Two entrepreneurial barbers with video cameras are documenting the overlooked characters of thoroughbred racing, with an emphasis on Black grooms and trainers.
SARATOGA SPRINGS, N.Y. — Rasi Harper and Maurice Davis arrived in Louisville a couple of days before the Kentucky Derby in May, carrying their video cameras and searching, as always, for true stories of life at the racetrack.
They found one in a hurry.
At one of the first barns they visited at Churchill Downs, Jerry Dixon Sr. had a loose hold on a thoroughbred and was amiable enough to take questions from two men he did not know and who did not know him.
Dixon explained that he grew up on the racetrack and was a third-generation horseman. He was at the barn helping his son Jerry Jr., the groom for an unsung horse hoping for a last-minute spot in the Derby.

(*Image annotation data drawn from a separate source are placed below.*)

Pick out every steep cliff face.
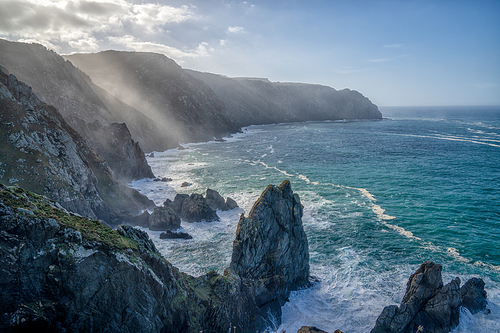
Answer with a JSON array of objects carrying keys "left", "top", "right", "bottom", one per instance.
[
  {"left": 188, "top": 71, "right": 382, "bottom": 126},
  {"left": 0, "top": 39, "right": 160, "bottom": 181},
  {"left": 0, "top": 72, "right": 153, "bottom": 223},
  {"left": 65, "top": 51, "right": 238, "bottom": 141},
  {"left": 65, "top": 51, "right": 382, "bottom": 139}
]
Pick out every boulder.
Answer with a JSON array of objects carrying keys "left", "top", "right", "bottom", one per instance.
[
  {"left": 205, "top": 188, "right": 226, "bottom": 210},
  {"left": 160, "top": 230, "right": 193, "bottom": 239},
  {"left": 149, "top": 207, "right": 181, "bottom": 230},
  {"left": 163, "top": 194, "right": 189, "bottom": 215},
  {"left": 205, "top": 188, "right": 238, "bottom": 211},
  {"left": 371, "top": 261, "right": 486, "bottom": 333},
  {"left": 460, "top": 278, "right": 489, "bottom": 314},
  {"left": 226, "top": 197, "right": 238, "bottom": 210},
  {"left": 181, "top": 193, "right": 220, "bottom": 222},
  {"left": 297, "top": 326, "right": 330, "bottom": 333}
]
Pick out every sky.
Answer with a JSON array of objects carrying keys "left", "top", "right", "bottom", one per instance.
[{"left": 0, "top": 0, "right": 500, "bottom": 106}]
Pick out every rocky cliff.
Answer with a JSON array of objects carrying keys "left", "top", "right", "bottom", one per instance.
[
  {"left": 0, "top": 72, "right": 154, "bottom": 224},
  {"left": 371, "top": 261, "right": 487, "bottom": 333},
  {"left": 0, "top": 183, "right": 309, "bottom": 333},
  {"left": 188, "top": 71, "right": 382, "bottom": 126},
  {"left": 0, "top": 39, "right": 158, "bottom": 181},
  {"left": 65, "top": 51, "right": 238, "bottom": 141},
  {"left": 65, "top": 51, "right": 382, "bottom": 132}
]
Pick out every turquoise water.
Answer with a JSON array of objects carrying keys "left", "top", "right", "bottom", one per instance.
[{"left": 133, "top": 108, "right": 500, "bottom": 333}]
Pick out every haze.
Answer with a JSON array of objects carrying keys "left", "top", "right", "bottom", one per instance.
[{"left": 0, "top": 0, "right": 500, "bottom": 106}]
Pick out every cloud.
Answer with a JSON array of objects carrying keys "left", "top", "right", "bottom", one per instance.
[
  {"left": 382, "top": 44, "right": 404, "bottom": 49},
  {"left": 0, "top": 0, "right": 197, "bottom": 51},
  {"left": 227, "top": 26, "right": 245, "bottom": 34},
  {"left": 108, "top": 35, "right": 213, "bottom": 62},
  {"left": 366, "top": 54, "right": 409, "bottom": 62}
]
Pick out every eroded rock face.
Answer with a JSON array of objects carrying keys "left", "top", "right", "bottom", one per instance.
[
  {"left": 149, "top": 207, "right": 181, "bottom": 231},
  {"left": 371, "top": 261, "right": 486, "bottom": 333},
  {"left": 225, "top": 181, "right": 309, "bottom": 332},
  {"left": 0, "top": 182, "right": 309, "bottom": 333},
  {"left": 205, "top": 188, "right": 238, "bottom": 211},
  {"left": 0, "top": 72, "right": 154, "bottom": 225},
  {"left": 163, "top": 193, "right": 220, "bottom": 222}
]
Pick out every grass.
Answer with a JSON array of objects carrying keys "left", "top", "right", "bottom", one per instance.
[{"left": 0, "top": 186, "right": 138, "bottom": 249}]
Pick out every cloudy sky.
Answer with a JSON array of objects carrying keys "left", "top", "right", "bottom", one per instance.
[{"left": 0, "top": 0, "right": 500, "bottom": 106}]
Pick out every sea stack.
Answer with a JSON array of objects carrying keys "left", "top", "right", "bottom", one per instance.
[
  {"left": 225, "top": 180, "right": 309, "bottom": 332},
  {"left": 371, "top": 261, "right": 487, "bottom": 333}
]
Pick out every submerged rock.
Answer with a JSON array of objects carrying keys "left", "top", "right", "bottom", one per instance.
[
  {"left": 160, "top": 230, "right": 193, "bottom": 239},
  {"left": 224, "top": 181, "right": 310, "bottom": 332},
  {"left": 163, "top": 193, "right": 220, "bottom": 222},
  {"left": 371, "top": 261, "right": 486, "bottom": 333},
  {"left": 205, "top": 188, "right": 238, "bottom": 211},
  {"left": 0, "top": 182, "right": 309, "bottom": 333},
  {"left": 149, "top": 207, "right": 181, "bottom": 231},
  {"left": 181, "top": 193, "right": 220, "bottom": 222}
]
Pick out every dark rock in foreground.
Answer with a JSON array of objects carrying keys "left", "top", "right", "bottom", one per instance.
[
  {"left": 205, "top": 188, "right": 238, "bottom": 211},
  {"left": 224, "top": 181, "right": 310, "bottom": 332},
  {"left": 160, "top": 230, "right": 193, "bottom": 239},
  {"left": 297, "top": 326, "right": 342, "bottom": 333},
  {"left": 371, "top": 261, "right": 486, "bottom": 333},
  {"left": 0, "top": 182, "right": 309, "bottom": 333},
  {"left": 163, "top": 193, "right": 220, "bottom": 222}
]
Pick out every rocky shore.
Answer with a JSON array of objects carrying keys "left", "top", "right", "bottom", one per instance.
[{"left": 0, "top": 181, "right": 487, "bottom": 333}]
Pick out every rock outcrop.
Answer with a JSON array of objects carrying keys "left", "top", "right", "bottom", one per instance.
[
  {"left": 371, "top": 261, "right": 486, "bottom": 333},
  {"left": 147, "top": 207, "right": 181, "bottom": 231},
  {"left": 160, "top": 230, "right": 193, "bottom": 239},
  {"left": 65, "top": 51, "right": 382, "bottom": 141},
  {"left": 0, "top": 183, "right": 309, "bottom": 333},
  {"left": 224, "top": 181, "right": 310, "bottom": 332},
  {"left": 205, "top": 188, "right": 238, "bottom": 211},
  {"left": 163, "top": 193, "right": 220, "bottom": 222},
  {"left": 0, "top": 72, "right": 154, "bottom": 225},
  {"left": 0, "top": 39, "right": 168, "bottom": 182}
]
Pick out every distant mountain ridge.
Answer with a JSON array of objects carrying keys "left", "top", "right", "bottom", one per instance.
[{"left": 64, "top": 51, "right": 382, "bottom": 132}]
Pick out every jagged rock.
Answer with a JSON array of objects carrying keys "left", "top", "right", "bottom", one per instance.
[
  {"left": 0, "top": 70, "right": 154, "bottom": 225},
  {"left": 163, "top": 193, "right": 189, "bottom": 215},
  {"left": 123, "top": 210, "right": 150, "bottom": 228},
  {"left": 224, "top": 181, "right": 310, "bottom": 332},
  {"left": 116, "top": 225, "right": 160, "bottom": 253},
  {"left": 160, "top": 230, "right": 193, "bottom": 239},
  {"left": 181, "top": 193, "right": 220, "bottom": 222},
  {"left": 149, "top": 207, "right": 181, "bottom": 230},
  {"left": 460, "top": 278, "right": 489, "bottom": 314},
  {"left": 226, "top": 197, "right": 238, "bottom": 210},
  {"left": 205, "top": 188, "right": 238, "bottom": 211},
  {"left": 0, "top": 184, "right": 309, "bottom": 333},
  {"left": 371, "top": 261, "right": 484, "bottom": 333},
  {"left": 205, "top": 188, "right": 226, "bottom": 210},
  {"left": 297, "top": 326, "right": 342, "bottom": 333}
]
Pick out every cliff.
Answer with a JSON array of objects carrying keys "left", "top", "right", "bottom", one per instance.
[
  {"left": 0, "top": 39, "right": 160, "bottom": 182},
  {"left": 0, "top": 182, "right": 309, "bottom": 333},
  {"left": 65, "top": 51, "right": 239, "bottom": 142},
  {"left": 187, "top": 70, "right": 382, "bottom": 126},
  {"left": 0, "top": 72, "right": 154, "bottom": 224},
  {"left": 65, "top": 51, "right": 382, "bottom": 135}
]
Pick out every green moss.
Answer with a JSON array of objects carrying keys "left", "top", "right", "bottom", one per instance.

Harper asked Dixon what had changed in horse racing.
“This may get me in trouble,” Dixon said, looking over his shoulder and lowering his voice. “I’m the only Black man at the end of a shank. It’s sad but true. Real grooms got pushed out.”
It was the sort of candid, just-between-us moment that has made Harper and Davis’s YouTube documentary series, The Real Players Inside the Backstretch, a must-see for those who own, breed, train, ride, groom, bet on or just love thoroughbred horses.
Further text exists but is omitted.